The 11th Circuit Court (GA) recently ruled that the use of trademarked terms in meta tags represents an infringing action, supporting a decision made by a district court.
The case involves two companies that compete in the spinal decompression device market. The defendant, Axiom, included the the plaintiffs trademarked terms 'Accu-Spina' and 'IDD Therapy' in its 'meta tags', and came up as the second organic search result for the trademarked terms.
However, the information provided by the court about the actual usage is quite weak and makes it hard to actually determine what the actual infringement was. There is no indication of which meta tags were used, what the search description said or what the content of the metatags involved.
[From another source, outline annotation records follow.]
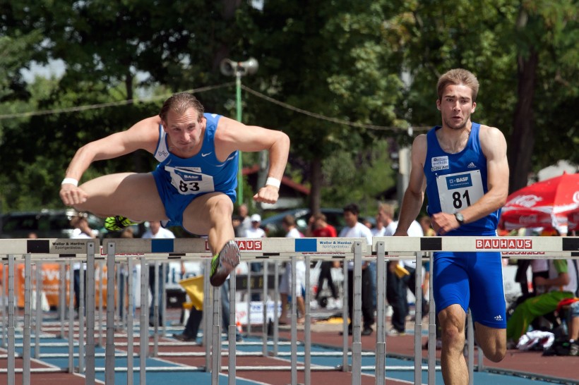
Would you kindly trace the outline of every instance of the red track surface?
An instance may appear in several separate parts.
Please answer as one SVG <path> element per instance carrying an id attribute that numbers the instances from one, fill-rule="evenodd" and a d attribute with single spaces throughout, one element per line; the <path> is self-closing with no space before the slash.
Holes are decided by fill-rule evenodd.
<path id="1" fill-rule="evenodd" d="M 254 332 L 259 331 L 252 329 Z M 284 329 L 280 332 L 280 338 L 290 339 L 289 330 Z M 336 331 L 316 331 L 311 334 L 312 343 L 321 344 L 323 346 L 341 346 L 342 338 Z M 298 331 L 298 341 L 304 341 L 303 331 Z M 115 341 L 126 341 L 126 338 L 115 338 Z M 136 341 L 138 339 L 136 339 Z M 162 341 L 171 341 L 167 339 Z M 350 339 L 351 341 L 351 339 Z M 423 343 L 426 341 L 422 338 Z M 375 348 L 376 336 L 373 334 L 369 336 L 362 337 L 362 349 L 365 350 L 372 350 Z M 388 353 L 395 353 L 404 356 L 412 357 L 414 355 L 414 336 L 407 335 L 398 337 L 388 337 L 386 340 L 386 348 Z M 124 347 L 123 347 L 124 349 Z M 194 351 L 204 352 L 204 348 L 201 346 L 162 346 L 159 348 L 160 352 L 162 351 Z M 138 352 L 138 347 L 134 347 L 135 354 Z M 6 351 L 0 350 L 0 353 L 6 354 Z M 440 351 L 437 351 L 437 358 L 440 355 Z M 477 354 L 475 350 L 475 355 Z M 422 350 L 422 357 L 426 358 L 427 351 Z M 177 363 L 185 364 L 191 366 L 204 366 L 205 357 L 163 357 L 163 360 L 172 361 Z M 228 358 L 222 358 L 222 365 L 227 367 L 228 365 Z M 23 360 L 17 358 L 16 367 L 22 367 Z M 474 362 L 478 362 L 478 358 L 475 355 Z M 290 365 L 290 358 L 285 357 L 283 358 L 263 358 L 263 357 L 238 357 L 236 358 L 237 366 L 272 366 L 272 365 Z M 484 359 L 484 364 L 487 367 L 510 369 L 517 372 L 535 373 L 539 375 L 547 375 L 553 377 L 560 377 L 566 379 L 577 379 L 579 382 L 579 369 L 578 364 L 579 360 L 576 357 L 544 357 L 540 352 L 521 352 L 518 350 L 508 350 L 505 359 L 499 362 L 494 363 Z M 6 359 L 0 360 L 0 368 L 6 368 L 7 361 Z M 43 365 L 37 361 L 32 361 L 32 367 L 42 367 Z M 170 374 L 167 374 L 170 375 Z M 291 383 L 291 372 L 290 371 L 237 371 L 237 376 L 247 379 L 258 381 L 262 383 L 271 384 L 273 385 L 286 385 Z M 388 377 L 388 374 L 387 374 Z M 58 384 L 75 385 L 85 383 L 84 378 L 78 375 L 68 373 L 32 373 L 31 374 L 31 383 L 32 384 L 42 384 L 42 385 Z M 297 379 L 299 383 L 304 383 L 304 372 L 298 372 Z M 350 373 L 342 372 L 311 372 L 312 384 L 331 384 L 333 385 L 351 384 L 352 377 Z M 22 384 L 22 374 L 16 374 L 16 384 Z M 0 375 L 0 385 L 8 383 L 6 374 Z M 375 383 L 375 379 L 372 376 L 363 374 L 362 379 L 362 384 L 370 384 Z M 402 384 L 388 380 L 388 384 Z"/>

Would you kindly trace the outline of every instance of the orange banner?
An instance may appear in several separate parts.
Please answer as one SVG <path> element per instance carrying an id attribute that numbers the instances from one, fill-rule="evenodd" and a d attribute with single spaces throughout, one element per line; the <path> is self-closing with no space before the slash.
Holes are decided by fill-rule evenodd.
<path id="1" fill-rule="evenodd" d="M 51 307 L 56 307 L 59 305 L 59 293 L 60 290 L 60 267 L 61 264 L 58 263 L 44 263 L 42 264 L 42 291 L 46 295 L 47 300 Z M 6 284 L 2 282 L 4 264 L 0 264 L 0 286 L 6 295 L 8 295 L 8 274 L 6 274 Z M 35 267 L 32 266 L 32 271 L 31 272 L 31 283 L 32 290 L 35 290 L 36 285 L 35 284 L 36 279 L 36 273 L 35 271 Z M 85 271 L 85 273 L 86 271 Z M 107 307 L 107 265 L 102 265 L 102 306 Z M 99 281 L 100 279 L 100 265 L 97 264 L 95 269 L 95 306 L 99 306 L 100 300 L 101 298 L 99 288 L 100 284 Z M 66 304 L 68 305 L 68 269 L 66 267 L 66 276 L 64 277 L 66 280 Z M 14 274 L 14 290 L 16 295 L 17 306 L 18 307 L 24 307 L 24 264 L 16 264 L 16 271 Z M 116 297 L 116 296 L 115 296 Z M 35 299 L 31 299 L 35 300 Z"/>

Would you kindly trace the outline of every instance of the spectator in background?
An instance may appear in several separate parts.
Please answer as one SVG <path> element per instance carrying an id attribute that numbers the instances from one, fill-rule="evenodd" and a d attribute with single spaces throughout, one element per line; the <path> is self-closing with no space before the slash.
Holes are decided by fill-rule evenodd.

There are several facts made clear in the case:
- Axiom used trademarked terms in its meta tags
- Axiom appeared second in Google searches for the trademarked terms
- The description that Google showed for Axiom contained the trademarked terms in bold
- Axiom did not use the trademarked terms anywhere on its website in visible text
It is very likely that Axiom included the trademarks in its meta descriptions and these descriptions were used by Google in the search results. However, it is possible but unlikely that Axiom included the terms in their keywords meta tag and that the search description was taken from elsewhere on the web.
However, the court goes on to demonstrate a pretty fundamental lack of understanding regarding the technology at work. A few of my favorite quotes:
the only possible cause for [the trademarks in the description ] is Axiom’s use of the trademarks as meta tags,
Axiom makes a brief, conclusory argument that no evidence exists to establish that the meta tags affected the search results. We disagree. The evidence indicates that nowhere in Axiom’s website do NAM’s two trademarked terms appear ... We cannot conclude that the district court’s implied finding of a causal relationship [that the use in meta tags impacted the rankings is clearly erroneous.
Of course, Google addresses both of these points in plain non-double negative english:
Google's creation of sites' titles and descriptions (or "snippets") is completely automated and takes into account both the content of a page as well as references to it that appear on the web.
and from this page:
And it's worth noting that while accurate meta descriptions can improve clickthrough, they won't affect your ranking within search results.
As always, Eric Goldman has an excellent writeup about the ins and outs of the case on his blog and in particular, notes the differences between this case and the 1-800-Contacts vs. WhenU case.
If anything, I'd expect similar lawsuits for a while as this decision is further cleaned.